An obsession with helping customers do the jobs they needed to do led Swedish bank SEB’s transformation in partnership with larger platforms, with Paula Da Silva, Head of Global Transaction Services explaining that “customers don’t want to have to call us so the focus should be on the GAFAs. “Mindset is the greatest impediment to customer obsession. We have the trust and the platform so it’s about collaboration in a totally different way.”
Empowering customers means empowering employees as they are ultimately the users of these innovations, was a key takeaway of a panel Empowerment in a digital era. According to Deutsche Bank GTB’s digital head Thomas Nielsen, creating an open and fearless environment built on trust is an innovation enabler. “The real IP is people and should be given as many tools as possible as well as the accountability and responsibility and then step aside, while technology is an enabler rather than the differentiator,” he said. “Don’t give employees the solution, give them the problem.”

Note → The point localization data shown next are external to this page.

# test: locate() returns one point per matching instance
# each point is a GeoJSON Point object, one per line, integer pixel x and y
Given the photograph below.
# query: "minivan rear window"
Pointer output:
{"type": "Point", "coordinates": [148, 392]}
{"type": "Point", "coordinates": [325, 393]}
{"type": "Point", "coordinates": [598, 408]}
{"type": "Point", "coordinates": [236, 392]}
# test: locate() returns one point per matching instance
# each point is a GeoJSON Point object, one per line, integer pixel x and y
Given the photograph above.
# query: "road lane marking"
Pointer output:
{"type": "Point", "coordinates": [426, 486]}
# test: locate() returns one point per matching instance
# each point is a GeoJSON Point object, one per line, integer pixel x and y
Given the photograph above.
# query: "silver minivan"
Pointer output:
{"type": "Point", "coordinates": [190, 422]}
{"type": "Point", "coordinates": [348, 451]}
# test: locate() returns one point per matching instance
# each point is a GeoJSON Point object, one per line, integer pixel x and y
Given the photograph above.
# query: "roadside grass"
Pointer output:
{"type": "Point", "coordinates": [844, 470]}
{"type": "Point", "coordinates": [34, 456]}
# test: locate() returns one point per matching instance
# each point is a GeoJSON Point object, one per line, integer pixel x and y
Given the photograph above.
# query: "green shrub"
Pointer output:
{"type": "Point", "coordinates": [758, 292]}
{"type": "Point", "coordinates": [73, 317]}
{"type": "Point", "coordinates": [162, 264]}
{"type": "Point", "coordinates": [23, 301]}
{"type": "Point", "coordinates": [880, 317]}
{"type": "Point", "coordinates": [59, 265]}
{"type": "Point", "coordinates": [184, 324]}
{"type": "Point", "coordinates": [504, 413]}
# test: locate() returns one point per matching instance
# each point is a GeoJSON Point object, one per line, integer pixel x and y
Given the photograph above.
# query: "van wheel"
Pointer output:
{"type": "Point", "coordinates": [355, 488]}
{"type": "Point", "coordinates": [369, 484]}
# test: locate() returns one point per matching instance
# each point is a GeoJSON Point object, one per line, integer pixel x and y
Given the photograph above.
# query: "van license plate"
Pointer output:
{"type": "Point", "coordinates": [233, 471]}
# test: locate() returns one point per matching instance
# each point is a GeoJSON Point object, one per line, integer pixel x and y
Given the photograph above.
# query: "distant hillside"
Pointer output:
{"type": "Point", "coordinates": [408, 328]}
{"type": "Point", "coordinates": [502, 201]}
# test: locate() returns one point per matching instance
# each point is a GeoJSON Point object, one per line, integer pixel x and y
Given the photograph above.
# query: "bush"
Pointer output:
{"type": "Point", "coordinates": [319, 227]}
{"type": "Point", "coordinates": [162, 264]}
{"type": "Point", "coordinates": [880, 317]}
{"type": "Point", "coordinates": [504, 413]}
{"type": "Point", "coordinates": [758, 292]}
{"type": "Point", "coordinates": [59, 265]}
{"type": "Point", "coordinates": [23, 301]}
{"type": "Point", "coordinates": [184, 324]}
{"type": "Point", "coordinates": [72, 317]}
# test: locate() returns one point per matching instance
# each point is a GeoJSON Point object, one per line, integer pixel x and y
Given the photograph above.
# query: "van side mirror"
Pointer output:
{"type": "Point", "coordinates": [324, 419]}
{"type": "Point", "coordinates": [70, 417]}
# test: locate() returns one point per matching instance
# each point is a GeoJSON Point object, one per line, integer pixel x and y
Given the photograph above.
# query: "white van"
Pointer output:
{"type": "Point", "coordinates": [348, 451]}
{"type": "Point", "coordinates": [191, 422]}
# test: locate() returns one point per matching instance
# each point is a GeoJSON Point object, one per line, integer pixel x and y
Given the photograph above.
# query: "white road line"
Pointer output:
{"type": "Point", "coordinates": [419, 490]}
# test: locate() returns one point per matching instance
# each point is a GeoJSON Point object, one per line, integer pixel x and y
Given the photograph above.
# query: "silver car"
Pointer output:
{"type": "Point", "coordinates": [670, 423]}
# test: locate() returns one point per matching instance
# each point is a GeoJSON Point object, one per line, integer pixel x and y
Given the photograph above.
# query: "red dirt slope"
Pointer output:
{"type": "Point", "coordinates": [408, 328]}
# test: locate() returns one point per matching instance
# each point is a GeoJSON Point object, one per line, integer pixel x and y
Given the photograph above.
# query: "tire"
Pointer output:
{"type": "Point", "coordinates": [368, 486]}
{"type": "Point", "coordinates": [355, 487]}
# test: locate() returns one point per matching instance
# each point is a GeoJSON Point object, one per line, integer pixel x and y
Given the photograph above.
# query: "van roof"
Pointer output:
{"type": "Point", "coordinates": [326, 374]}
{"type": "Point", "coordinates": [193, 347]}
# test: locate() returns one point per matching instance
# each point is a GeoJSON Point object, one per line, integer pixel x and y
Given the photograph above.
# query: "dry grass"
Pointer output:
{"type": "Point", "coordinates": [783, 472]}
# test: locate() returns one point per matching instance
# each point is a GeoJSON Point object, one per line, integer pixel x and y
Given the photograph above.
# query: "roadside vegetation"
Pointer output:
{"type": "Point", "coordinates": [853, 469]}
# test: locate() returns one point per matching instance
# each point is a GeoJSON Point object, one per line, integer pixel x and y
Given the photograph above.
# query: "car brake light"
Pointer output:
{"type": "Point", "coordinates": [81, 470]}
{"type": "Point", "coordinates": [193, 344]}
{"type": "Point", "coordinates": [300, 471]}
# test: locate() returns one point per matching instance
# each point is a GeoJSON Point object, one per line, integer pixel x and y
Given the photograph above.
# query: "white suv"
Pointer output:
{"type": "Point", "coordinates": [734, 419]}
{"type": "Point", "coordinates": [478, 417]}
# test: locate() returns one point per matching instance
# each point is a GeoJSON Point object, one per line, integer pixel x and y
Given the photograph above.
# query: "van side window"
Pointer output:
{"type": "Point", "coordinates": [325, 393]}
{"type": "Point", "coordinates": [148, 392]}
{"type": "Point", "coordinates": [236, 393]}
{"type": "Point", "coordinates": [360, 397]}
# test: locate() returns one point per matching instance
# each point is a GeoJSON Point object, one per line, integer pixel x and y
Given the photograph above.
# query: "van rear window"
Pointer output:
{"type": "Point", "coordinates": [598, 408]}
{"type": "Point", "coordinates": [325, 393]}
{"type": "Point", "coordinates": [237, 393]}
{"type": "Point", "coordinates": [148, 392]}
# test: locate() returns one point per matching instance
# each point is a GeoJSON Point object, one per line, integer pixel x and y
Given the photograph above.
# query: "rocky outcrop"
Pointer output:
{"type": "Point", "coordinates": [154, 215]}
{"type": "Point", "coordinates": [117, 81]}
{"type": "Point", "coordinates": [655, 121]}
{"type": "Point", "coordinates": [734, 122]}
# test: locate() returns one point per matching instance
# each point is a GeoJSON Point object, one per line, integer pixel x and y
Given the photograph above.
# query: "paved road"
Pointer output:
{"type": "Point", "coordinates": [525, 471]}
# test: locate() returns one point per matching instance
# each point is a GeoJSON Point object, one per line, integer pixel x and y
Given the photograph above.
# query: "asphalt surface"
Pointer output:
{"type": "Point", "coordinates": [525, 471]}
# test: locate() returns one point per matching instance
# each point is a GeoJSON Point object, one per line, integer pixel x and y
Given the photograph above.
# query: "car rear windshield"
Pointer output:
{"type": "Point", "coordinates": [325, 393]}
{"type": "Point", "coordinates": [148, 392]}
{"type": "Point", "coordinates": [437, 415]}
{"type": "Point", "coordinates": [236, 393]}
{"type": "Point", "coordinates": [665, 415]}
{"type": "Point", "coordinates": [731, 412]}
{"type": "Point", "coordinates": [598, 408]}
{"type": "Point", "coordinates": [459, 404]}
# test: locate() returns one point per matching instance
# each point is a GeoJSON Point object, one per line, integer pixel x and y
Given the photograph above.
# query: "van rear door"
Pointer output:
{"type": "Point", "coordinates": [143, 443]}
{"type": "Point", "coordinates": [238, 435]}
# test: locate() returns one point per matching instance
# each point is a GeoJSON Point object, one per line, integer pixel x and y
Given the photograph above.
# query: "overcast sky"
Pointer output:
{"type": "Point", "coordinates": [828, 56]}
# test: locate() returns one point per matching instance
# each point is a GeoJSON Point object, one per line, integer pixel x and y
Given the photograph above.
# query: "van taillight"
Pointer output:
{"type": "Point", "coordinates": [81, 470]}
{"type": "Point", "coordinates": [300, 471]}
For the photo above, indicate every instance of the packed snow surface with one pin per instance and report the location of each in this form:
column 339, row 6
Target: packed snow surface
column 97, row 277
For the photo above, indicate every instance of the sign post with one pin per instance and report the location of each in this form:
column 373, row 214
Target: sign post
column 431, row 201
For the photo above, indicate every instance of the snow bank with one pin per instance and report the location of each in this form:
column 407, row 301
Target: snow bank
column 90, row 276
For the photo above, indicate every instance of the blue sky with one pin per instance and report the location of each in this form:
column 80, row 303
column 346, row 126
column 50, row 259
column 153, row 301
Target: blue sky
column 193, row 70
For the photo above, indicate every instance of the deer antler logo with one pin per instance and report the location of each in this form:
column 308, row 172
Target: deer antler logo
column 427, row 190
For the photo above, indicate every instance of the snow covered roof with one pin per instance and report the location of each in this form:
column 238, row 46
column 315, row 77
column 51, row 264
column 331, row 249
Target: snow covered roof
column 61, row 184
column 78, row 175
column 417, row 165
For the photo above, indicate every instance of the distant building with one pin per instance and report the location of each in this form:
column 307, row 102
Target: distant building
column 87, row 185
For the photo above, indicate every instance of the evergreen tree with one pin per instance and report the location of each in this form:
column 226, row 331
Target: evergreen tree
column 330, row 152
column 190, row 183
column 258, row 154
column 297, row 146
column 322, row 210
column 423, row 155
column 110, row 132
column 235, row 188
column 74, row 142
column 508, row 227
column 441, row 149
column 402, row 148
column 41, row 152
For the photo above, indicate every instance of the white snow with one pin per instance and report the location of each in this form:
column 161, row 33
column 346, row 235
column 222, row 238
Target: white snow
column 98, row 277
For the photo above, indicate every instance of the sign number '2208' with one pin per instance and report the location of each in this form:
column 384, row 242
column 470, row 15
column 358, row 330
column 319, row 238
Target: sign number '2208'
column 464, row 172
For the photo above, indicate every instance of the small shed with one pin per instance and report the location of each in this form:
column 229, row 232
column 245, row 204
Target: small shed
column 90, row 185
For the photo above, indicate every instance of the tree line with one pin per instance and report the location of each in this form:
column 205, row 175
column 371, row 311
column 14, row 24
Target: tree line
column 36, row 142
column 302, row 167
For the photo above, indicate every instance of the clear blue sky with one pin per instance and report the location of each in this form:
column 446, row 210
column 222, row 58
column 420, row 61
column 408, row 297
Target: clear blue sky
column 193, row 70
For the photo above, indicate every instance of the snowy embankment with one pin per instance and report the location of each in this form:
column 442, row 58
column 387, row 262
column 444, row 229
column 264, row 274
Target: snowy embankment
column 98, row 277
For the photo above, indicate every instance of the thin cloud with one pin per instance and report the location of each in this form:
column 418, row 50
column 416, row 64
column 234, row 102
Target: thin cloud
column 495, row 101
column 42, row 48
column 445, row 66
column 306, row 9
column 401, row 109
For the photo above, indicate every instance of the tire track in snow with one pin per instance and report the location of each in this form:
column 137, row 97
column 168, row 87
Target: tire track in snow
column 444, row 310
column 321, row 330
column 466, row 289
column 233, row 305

Cybersecurity and the weakest link
While people can be the differentiator in the digital age, they can also be the weakest link, as demonstrated by recent cyber-attacks. During a cyber security session, ethical hacker Jamie Woodruff explained that it’s the low-level employees who are particularly targeted as they have more fixed daily routines. Phishing, tailgating and easily gaining access to buildings by blending in with employees are some examples of how internal systems can be compromised.
Education is the biggest deterrent against cybercrime and requires a cultural change with Hackathons and other organisational initiatives in order to engage people throughout the organisation on the cyber security topic. Constant education and dialogue about cyber security is important, said Sean Mouton, Chief Technology Officer, ABSA Bank because “unlike electricity, which is a constant, evolving technology means that cyber security too will continue to evolve and be constantly changing.”
In concluding the two day forum, Spiegel noted that the industry has made many strides since 2007 to learn new things and to “join up even more. Yes we will compete as it’s important to have a diverse banking environment, but we will need to move on and understand what digitalisation will mean for us in the future.”